Let $p(t), q(t) ∈ \mathbb C[t]$ be relatively prime, $A ∈ M_n(\mathbb{C})$. Show that $\operatorname{rank}(p(A))+\operatorname{rank}(q(A)) ≥ n$.

I have been stumped on this question for quite awhile. Could someone please enlighten me in regards to a fitting theorem?

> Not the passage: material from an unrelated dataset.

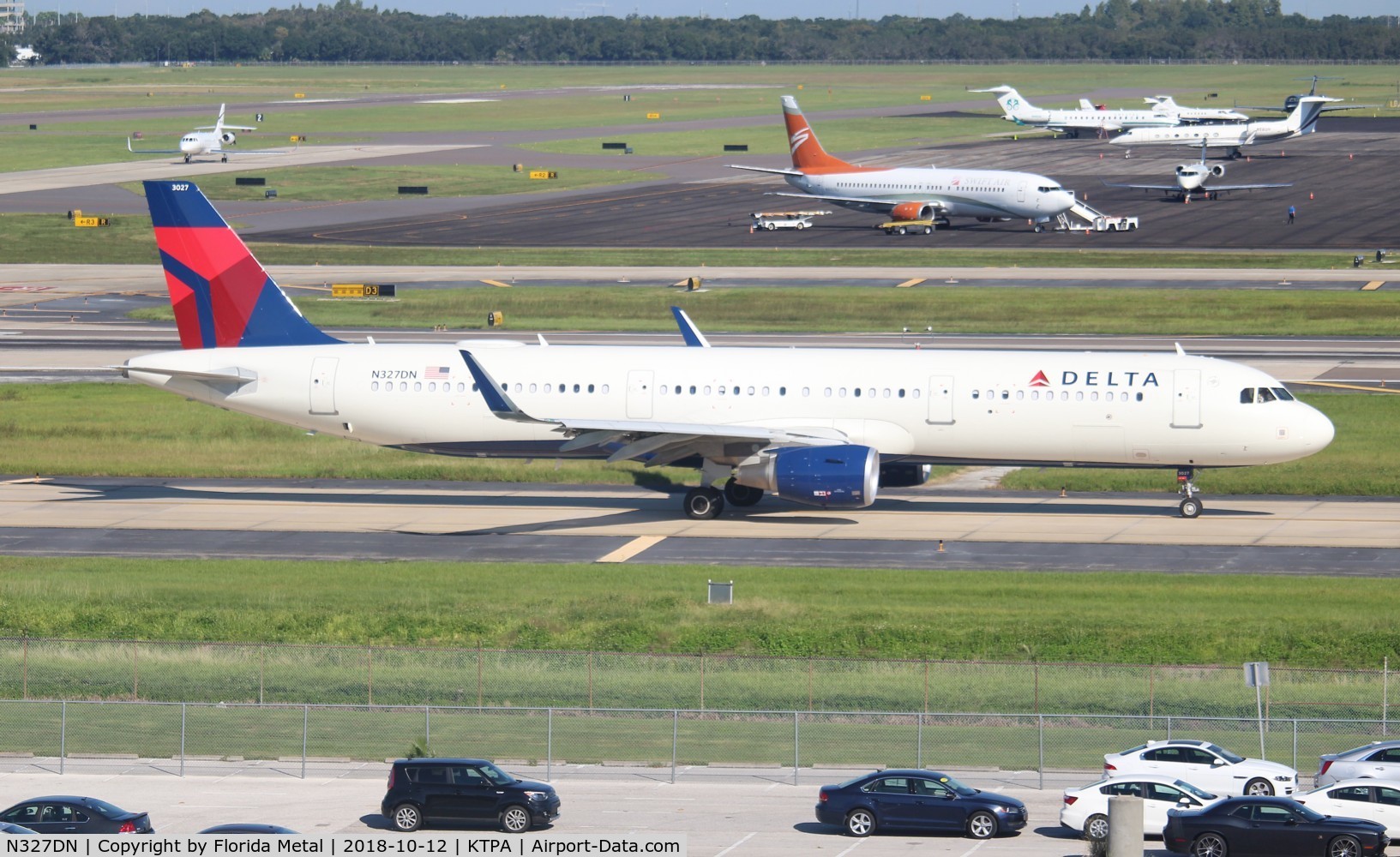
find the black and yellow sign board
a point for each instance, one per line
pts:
(363, 291)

I'm assuming this is related to Bilinear and Quadratic forms but I couldn't find anything in regards to relatively prime functions in Friedberg's textbook.

Answer 1

Using $1=pr+qs$ one can easily deduce $\operatorname{ker}(p(A)) \subset \operatorname{Im}(q(A))$, thus we get

$$n = \operatorname{rank}(p(A)) + \dim \operatorname{ker}(p(A)) \leq \operatorname{rank}(p(A))+\operatorname{rank}(q(A)).$$

This proof gives you for free: Equality holds iff $\operatorname{ker}(p(A)) \supset \operatorname{Im}(q(A))$ iff $(pq)(A)=0$.

Answer 2

We are going to show that $Im(p(A))+Im(q(A))=C^n$.

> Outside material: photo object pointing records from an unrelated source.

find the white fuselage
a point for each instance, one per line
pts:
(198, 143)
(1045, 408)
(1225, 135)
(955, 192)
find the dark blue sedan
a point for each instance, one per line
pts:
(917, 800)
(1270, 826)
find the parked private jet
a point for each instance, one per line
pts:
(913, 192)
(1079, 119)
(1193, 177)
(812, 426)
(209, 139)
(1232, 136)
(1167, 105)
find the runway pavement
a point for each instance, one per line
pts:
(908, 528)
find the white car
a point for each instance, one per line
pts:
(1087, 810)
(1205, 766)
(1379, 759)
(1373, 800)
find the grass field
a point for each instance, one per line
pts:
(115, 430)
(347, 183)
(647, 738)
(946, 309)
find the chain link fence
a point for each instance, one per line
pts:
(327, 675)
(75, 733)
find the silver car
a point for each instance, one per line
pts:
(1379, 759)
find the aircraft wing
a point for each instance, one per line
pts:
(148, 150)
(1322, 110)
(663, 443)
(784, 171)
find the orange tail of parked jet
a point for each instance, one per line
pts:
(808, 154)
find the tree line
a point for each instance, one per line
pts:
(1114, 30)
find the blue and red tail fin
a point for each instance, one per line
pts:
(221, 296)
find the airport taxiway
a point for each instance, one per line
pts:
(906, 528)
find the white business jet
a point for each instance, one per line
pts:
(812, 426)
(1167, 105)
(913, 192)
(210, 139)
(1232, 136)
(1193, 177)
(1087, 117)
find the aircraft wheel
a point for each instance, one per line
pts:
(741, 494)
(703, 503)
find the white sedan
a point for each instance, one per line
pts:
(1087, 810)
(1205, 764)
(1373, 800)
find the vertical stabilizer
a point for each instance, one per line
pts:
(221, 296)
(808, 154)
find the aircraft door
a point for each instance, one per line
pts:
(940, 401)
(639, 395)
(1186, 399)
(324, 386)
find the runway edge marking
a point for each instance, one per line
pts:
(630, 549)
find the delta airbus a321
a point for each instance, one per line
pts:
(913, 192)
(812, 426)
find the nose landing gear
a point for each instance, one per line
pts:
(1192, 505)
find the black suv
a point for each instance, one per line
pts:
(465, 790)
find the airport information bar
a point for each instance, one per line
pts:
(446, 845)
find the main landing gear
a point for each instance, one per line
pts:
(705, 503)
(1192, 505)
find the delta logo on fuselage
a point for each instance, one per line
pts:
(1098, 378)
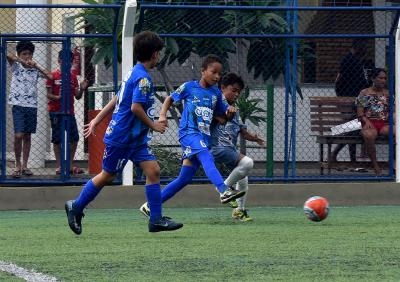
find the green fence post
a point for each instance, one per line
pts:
(270, 131)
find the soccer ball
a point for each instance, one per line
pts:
(316, 208)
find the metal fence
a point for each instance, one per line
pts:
(286, 55)
(297, 53)
(70, 32)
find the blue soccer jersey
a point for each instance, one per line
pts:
(199, 106)
(225, 135)
(125, 129)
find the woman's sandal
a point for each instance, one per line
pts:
(17, 173)
(27, 172)
(77, 170)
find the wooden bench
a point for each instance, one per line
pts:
(327, 112)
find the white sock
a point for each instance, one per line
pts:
(240, 171)
(242, 185)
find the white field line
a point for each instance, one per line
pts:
(28, 275)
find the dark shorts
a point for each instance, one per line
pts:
(228, 156)
(56, 132)
(25, 119)
(115, 158)
(192, 144)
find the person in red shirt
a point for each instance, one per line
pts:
(56, 114)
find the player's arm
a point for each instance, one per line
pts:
(90, 128)
(251, 137)
(11, 58)
(221, 119)
(230, 112)
(33, 64)
(83, 85)
(139, 112)
(50, 94)
(164, 109)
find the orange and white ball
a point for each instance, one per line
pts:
(316, 208)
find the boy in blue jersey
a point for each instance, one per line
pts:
(224, 135)
(201, 100)
(127, 136)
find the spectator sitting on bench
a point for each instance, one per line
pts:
(351, 79)
(373, 112)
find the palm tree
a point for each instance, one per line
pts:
(249, 110)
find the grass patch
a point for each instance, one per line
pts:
(353, 244)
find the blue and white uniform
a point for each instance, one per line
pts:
(127, 136)
(224, 139)
(200, 104)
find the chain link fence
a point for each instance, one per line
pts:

Since $p,q$ are relatively prime, there exists $u(t),v(t)\in C[t]$ such that $up+vq=1$. This implies that for every $x\in C^n$, $p(A)(u(A(x)))+q(A)(v(A(x)))=x$ since $p(A)(u(A(x)))\in Im(p(A))$ and $q(A)(v(A(x)))\in Im(q(A))$, we deduce that $Im(p(A))+Im(q(A))=C^n$ this implies that $dim(Im(p(A))+dim(Im(q(A))-dim(Im(p(A))\cap Im(q(A)))=n$ since $dim(Im(p(A))=rank(p(A))$ and $dim(Im(q(A))=rank(q(A))$, we deduce that $rank(p(A))+rank(q(A))\geq n$ done.